Little scamps need a smaller stage
The Midnight Gang (Festival Theatre, Chichester) Verdict: Slim plot, sturdy characters HHH✩✩
PLOT is not David Walliams’s strong suit, but usually, he charms with his characters. Bryony Lavery’s stage adaptation of his 2016 children’s story, set in a dysfunctional hospital, is a case in point.
In a long first half our hero, Tom, is admitted to hospital with an egg-sized lump on his head from a cricket ball.
Barring a brisk, imaginary trip to Antarctica, the main event is a 90-yearold lady flying naked over London.
What Lavery bottles best are Walliams’s characters. His children in the titular gang — who break out of hospital for nocturnal larks — include a would-be female explorer, a blind boy who longs to conduct orchestras, a lad who wants to fly and Tom, who’s been abandoned by his parents. Most affecting is Anjali Shah as a girl who seems to be having chemotherapy and gets the one tear-jerking tune in Joe Stilgoe’s jaunty score as she pines for school: ‘Everything’s exciting when you’ve got no place to go.’

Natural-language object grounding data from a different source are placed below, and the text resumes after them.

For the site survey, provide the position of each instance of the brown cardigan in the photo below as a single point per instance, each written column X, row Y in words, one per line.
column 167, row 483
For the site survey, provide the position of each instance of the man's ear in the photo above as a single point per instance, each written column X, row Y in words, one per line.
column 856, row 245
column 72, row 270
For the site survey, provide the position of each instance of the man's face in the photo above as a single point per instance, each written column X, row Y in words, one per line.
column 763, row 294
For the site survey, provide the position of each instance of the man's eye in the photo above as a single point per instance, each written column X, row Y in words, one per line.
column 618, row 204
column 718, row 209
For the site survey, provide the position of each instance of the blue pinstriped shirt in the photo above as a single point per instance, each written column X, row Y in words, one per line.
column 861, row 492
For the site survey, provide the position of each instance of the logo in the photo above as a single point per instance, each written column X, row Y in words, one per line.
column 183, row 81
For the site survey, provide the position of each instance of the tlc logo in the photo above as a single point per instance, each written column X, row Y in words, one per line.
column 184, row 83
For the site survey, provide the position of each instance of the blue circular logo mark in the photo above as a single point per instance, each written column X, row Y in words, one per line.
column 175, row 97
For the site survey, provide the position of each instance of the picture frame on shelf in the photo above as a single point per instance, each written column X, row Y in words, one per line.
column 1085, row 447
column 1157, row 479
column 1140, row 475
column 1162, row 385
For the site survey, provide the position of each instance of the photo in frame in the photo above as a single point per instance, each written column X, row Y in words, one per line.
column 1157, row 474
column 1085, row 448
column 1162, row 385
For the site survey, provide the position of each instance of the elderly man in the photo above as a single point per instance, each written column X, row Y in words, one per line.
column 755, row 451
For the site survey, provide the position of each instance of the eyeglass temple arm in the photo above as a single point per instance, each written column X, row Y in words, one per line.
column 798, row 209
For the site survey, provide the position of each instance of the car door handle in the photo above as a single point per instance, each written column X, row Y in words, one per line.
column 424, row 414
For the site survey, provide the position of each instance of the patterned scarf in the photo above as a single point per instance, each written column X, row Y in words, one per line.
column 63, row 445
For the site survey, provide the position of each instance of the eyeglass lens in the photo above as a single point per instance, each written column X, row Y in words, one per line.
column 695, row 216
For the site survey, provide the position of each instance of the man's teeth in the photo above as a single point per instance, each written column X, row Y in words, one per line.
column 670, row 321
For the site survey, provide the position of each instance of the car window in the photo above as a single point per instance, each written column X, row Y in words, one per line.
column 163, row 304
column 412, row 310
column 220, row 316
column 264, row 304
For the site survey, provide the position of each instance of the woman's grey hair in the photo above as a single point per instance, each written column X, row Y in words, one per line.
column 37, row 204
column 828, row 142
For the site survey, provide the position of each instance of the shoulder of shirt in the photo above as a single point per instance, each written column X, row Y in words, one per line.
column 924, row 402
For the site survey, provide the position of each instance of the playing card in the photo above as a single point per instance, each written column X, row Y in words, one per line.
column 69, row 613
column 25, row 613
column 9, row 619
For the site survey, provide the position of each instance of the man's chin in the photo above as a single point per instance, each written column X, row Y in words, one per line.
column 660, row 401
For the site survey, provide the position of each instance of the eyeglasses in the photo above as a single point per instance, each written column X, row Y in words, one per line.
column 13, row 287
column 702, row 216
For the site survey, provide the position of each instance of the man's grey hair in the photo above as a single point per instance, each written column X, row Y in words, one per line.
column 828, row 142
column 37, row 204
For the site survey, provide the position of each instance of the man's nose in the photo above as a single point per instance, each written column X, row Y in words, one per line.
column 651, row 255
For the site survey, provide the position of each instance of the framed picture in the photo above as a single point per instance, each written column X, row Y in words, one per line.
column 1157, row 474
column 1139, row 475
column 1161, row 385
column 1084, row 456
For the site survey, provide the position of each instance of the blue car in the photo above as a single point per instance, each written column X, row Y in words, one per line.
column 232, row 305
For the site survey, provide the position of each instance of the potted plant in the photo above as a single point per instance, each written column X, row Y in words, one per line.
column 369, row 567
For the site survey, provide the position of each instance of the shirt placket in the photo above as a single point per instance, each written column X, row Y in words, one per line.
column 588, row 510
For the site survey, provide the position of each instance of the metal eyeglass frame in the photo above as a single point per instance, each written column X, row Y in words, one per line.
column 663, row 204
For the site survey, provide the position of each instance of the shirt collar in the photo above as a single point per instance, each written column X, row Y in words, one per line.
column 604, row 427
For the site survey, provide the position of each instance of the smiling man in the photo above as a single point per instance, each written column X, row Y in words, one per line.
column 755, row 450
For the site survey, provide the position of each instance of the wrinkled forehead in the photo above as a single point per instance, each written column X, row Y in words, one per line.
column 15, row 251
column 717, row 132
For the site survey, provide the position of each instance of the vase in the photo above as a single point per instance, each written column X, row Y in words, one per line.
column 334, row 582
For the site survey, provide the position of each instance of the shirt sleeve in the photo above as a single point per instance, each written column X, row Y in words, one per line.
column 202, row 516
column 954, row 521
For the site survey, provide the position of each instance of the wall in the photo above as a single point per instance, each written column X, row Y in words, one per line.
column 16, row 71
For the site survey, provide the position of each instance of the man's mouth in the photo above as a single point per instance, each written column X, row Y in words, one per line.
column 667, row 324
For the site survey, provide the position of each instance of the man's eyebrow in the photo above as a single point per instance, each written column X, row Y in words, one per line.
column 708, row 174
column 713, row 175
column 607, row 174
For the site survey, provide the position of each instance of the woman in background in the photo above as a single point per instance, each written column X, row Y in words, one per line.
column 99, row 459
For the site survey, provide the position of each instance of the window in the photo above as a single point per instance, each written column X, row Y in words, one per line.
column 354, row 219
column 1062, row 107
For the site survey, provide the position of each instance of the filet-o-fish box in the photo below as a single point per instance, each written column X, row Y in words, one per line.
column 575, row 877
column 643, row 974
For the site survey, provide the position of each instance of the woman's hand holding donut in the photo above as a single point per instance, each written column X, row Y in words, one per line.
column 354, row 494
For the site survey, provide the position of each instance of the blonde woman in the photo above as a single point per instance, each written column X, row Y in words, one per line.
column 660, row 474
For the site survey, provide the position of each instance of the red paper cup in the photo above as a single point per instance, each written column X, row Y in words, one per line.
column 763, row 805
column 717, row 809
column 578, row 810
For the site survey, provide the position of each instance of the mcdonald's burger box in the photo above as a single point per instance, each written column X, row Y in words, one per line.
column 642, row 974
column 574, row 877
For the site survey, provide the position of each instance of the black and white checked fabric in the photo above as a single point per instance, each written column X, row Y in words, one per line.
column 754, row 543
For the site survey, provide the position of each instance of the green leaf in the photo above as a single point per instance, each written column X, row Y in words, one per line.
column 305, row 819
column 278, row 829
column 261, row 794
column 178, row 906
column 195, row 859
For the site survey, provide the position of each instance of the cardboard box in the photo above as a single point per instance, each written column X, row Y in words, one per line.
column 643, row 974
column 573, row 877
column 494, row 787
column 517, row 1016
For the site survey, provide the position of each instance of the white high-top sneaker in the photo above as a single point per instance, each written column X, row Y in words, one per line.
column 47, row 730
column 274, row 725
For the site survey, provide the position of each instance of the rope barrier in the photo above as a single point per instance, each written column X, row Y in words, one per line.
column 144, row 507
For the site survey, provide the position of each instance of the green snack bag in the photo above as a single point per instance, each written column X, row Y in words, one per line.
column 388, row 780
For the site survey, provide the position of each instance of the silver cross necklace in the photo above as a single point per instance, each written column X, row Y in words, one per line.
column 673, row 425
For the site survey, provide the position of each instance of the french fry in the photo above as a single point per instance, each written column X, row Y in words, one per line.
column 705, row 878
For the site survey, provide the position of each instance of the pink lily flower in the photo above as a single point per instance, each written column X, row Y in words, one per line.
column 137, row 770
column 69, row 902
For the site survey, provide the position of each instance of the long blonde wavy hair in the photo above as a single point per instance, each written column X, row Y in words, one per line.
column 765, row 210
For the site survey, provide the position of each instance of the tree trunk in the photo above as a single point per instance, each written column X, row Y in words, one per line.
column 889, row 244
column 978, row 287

The adults, meanwhile, are a hearty set of Walliams-ish caricatures. Jennie Dale plays a saucily domineering matron reminiscent of Roald Dahl’s Miss Trunchbull. Marilyn Cutts plays the flying Granny who thinks she’s six. And Tim Mahendran is Tom’s old-fashioned, cane-flexing headmaster.
Lucy Vandi is almost pantomimish as a soul-singing dinner lady. And, in a nicely sentimental touch, the show’s saviour turns out to be Dickon Gough’s kindly hunchbacked porter, who aids and abets the kids in their adventures.
Dale Rooks’s direction strives to fill the capacious stage with Simon Higlett’s set, with its gothic masonry and hydraulic platform bringing up the basement and glass atrium.
Stilgoe’s score is more cheerful than memorable, padding out the story rather than amplifying it.
None of which means the show isn’t thoroughly likeable. Just that it might have been better, scaled down and served up on a smaller stage.